As to "how to sew" with them, use a ball point needle as they are a knit. Lengthen your stitch length to between a 2.5-3 or use a stitch on your machine designed for knits; you could use wooly nylon in your bobbin. Both of these suggestions will allow the fabric to stretch a little along the seam lines. And, speaking of seams, choose a pattern with very few and let the fabric itself be the "design". For your seams finishes, you could also zig zag them or serge with a fairly open stitch. Most of the time, I use the entire width of the fabric so my selvedges are my seam finish.  If you do not finish your seams, it really is not a problem - it is not going to fray or ravel. But, it can snag, so do not send your little one out to climb trees wearing their new little skirt! But do apply some lotion to your hands if they are dry before working with the fabric ~ and make sure that you do not have any rough places on your fingernails!
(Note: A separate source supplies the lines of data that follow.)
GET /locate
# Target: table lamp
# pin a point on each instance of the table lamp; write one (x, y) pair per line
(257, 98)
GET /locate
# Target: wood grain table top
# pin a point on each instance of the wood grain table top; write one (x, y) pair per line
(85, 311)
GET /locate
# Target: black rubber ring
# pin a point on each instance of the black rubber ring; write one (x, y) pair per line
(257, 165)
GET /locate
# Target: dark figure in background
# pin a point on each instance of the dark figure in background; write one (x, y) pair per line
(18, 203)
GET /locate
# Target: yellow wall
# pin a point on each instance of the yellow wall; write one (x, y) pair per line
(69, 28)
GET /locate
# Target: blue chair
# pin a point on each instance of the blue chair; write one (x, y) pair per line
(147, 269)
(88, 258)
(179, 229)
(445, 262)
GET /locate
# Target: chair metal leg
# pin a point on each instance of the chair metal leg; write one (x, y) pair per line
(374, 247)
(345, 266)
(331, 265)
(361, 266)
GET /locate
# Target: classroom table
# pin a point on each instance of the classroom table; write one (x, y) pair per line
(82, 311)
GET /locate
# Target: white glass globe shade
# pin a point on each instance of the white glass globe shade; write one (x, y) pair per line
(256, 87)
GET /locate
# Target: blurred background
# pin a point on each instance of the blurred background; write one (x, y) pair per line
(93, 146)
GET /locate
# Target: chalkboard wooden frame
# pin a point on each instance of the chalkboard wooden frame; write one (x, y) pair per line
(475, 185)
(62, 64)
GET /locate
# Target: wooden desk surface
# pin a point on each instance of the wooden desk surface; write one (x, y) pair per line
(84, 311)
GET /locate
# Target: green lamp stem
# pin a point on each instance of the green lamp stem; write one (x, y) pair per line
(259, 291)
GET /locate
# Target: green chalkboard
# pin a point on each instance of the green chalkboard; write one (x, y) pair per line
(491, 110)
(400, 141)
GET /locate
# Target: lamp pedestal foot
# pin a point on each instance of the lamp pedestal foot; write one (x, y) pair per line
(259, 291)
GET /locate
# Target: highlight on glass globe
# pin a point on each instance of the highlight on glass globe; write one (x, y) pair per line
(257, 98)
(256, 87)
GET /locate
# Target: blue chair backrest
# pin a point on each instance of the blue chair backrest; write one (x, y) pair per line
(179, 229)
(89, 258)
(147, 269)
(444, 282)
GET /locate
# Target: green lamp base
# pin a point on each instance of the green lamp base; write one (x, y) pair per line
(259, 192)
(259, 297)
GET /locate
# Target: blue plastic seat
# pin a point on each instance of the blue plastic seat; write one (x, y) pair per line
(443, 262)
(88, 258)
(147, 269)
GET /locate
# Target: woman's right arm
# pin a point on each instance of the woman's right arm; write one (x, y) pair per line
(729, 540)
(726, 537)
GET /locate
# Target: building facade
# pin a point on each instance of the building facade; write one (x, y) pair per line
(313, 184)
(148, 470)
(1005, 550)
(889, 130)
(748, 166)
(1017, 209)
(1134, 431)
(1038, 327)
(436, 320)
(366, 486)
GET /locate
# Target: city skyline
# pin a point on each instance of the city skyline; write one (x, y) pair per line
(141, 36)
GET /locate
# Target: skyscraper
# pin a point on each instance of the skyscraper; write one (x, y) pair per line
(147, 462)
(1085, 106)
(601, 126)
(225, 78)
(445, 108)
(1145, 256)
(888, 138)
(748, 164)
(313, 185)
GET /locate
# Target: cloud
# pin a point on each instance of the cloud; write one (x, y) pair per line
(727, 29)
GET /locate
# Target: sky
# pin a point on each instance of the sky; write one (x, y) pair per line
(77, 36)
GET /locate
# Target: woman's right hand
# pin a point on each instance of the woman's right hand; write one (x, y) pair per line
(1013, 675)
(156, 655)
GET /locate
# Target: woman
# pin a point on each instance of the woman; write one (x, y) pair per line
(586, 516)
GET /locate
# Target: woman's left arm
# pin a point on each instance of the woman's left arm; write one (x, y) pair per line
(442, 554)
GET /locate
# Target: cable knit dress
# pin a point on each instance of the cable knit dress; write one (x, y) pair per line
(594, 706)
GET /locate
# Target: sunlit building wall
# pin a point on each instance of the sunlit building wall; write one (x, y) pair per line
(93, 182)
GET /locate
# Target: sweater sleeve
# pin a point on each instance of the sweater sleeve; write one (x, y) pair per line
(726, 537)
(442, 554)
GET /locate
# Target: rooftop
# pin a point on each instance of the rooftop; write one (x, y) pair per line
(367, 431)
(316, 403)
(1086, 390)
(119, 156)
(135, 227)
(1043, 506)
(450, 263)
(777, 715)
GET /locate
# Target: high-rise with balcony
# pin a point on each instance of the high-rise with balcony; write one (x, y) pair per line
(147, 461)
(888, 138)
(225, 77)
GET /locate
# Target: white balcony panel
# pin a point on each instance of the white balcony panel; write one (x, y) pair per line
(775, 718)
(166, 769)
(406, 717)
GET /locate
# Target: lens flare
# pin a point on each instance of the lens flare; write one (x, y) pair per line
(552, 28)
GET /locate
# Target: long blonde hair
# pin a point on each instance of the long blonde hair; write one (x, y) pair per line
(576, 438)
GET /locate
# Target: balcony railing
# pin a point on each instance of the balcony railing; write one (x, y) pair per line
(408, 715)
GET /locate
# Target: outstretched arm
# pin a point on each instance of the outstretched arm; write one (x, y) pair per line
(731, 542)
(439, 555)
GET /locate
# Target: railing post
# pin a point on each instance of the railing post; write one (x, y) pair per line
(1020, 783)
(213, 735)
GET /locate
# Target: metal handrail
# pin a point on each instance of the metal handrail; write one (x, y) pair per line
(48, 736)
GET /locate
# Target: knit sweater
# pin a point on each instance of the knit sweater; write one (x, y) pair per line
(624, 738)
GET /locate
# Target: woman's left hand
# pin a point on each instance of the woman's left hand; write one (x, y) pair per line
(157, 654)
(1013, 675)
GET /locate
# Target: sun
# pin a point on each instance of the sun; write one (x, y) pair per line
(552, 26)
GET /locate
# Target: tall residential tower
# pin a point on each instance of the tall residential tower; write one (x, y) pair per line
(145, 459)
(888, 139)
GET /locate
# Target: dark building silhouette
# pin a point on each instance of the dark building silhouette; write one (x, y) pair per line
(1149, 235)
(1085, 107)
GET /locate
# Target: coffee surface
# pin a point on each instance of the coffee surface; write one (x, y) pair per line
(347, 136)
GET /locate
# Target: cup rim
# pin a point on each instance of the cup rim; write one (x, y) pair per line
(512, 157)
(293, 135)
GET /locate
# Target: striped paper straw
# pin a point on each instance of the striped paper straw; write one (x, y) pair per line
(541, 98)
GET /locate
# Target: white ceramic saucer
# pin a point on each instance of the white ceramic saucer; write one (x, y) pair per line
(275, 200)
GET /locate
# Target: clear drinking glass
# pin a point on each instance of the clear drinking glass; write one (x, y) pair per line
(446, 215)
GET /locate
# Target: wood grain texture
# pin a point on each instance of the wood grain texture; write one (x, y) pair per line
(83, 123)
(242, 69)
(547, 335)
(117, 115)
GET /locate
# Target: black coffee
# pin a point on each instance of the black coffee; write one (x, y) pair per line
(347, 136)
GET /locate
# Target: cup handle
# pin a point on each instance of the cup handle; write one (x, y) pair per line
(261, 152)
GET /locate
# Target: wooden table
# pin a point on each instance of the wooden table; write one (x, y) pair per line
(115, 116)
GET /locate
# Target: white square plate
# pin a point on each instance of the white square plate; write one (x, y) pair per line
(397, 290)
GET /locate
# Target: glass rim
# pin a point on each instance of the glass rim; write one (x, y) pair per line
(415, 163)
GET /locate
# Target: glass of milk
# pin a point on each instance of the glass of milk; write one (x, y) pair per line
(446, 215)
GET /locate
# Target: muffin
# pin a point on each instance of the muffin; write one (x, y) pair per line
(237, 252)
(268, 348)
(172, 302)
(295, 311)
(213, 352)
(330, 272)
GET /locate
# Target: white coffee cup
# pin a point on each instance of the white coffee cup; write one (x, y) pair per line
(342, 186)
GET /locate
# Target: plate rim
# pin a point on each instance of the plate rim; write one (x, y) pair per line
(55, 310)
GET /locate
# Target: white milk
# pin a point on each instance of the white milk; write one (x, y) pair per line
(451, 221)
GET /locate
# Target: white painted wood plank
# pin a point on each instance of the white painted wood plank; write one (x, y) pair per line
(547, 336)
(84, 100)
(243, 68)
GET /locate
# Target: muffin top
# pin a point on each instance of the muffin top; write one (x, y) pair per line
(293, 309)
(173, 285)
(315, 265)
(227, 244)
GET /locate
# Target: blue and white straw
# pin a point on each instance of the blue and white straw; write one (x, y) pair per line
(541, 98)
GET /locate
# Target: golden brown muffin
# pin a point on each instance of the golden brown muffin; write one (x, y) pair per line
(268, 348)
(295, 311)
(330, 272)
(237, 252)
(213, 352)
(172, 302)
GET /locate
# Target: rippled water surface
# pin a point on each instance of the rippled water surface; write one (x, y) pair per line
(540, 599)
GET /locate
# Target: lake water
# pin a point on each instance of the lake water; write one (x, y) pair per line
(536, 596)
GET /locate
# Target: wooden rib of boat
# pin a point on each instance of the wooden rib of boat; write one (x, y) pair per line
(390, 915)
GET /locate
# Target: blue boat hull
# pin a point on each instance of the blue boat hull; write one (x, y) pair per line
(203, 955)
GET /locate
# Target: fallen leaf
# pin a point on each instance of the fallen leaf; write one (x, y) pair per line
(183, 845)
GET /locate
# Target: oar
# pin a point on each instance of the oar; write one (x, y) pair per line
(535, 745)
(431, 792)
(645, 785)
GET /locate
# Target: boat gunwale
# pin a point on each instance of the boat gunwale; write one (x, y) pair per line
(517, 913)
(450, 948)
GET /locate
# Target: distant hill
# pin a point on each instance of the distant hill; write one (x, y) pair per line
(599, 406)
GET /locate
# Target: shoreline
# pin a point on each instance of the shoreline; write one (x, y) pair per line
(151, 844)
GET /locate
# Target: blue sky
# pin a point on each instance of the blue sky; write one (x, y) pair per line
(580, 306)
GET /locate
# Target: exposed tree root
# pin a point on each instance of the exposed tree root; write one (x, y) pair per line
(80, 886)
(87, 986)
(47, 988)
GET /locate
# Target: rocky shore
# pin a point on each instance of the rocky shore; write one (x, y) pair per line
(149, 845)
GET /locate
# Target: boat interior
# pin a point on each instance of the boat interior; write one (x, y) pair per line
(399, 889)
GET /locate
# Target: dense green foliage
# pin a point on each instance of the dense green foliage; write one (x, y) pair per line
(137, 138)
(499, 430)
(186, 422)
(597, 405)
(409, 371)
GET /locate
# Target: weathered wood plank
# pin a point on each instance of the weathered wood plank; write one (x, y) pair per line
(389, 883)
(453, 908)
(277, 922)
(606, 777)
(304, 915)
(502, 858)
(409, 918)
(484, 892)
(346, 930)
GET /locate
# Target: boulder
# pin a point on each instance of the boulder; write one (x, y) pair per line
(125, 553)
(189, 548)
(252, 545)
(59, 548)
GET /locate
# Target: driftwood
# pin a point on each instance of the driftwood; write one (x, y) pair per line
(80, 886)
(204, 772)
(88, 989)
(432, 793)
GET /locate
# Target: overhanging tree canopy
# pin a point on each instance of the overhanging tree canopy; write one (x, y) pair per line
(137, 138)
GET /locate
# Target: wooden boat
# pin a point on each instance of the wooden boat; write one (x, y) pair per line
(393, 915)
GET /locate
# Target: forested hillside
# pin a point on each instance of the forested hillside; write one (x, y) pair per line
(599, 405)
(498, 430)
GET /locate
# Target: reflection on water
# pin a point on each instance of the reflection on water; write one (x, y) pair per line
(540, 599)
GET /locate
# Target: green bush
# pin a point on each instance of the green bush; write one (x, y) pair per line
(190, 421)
Sew It Up's Petticoat Skirt!
A couple of other queries are to whether to interface and/or line the fabric and how to hem it. So far, I have not chosen any patterns that would require interfacing. I love making skirts! I have had several customers make tee-shirt tops and shells though and I have thought that perhaps a little clear elastic on the shoulder seams would be beneficial. Any fusible interfacing would probably distort the garment rather than stabilize it. As for lining, well, there are some of the ruffle fabrics that are more "see thru" than others. Most of the time I wear a slip anyway, so no need to line! As for hemming  . . .  you are going to love this! No hemming required! The knit curls up on itself on the "last row". Your "hem" stays soft and flexible. If you were to try to hem your garment, it would just be too stiff for the fabric in my opinion.

Are you ready to try sewing with it? So, besides making little tee-shirt dresses such as Rosebud shown above or the Petticoat Skirt, what can you make with it? Oh, my gosh . . . its almost like what can you not make with it! I'll give you a few more ideas later this week ~ promise!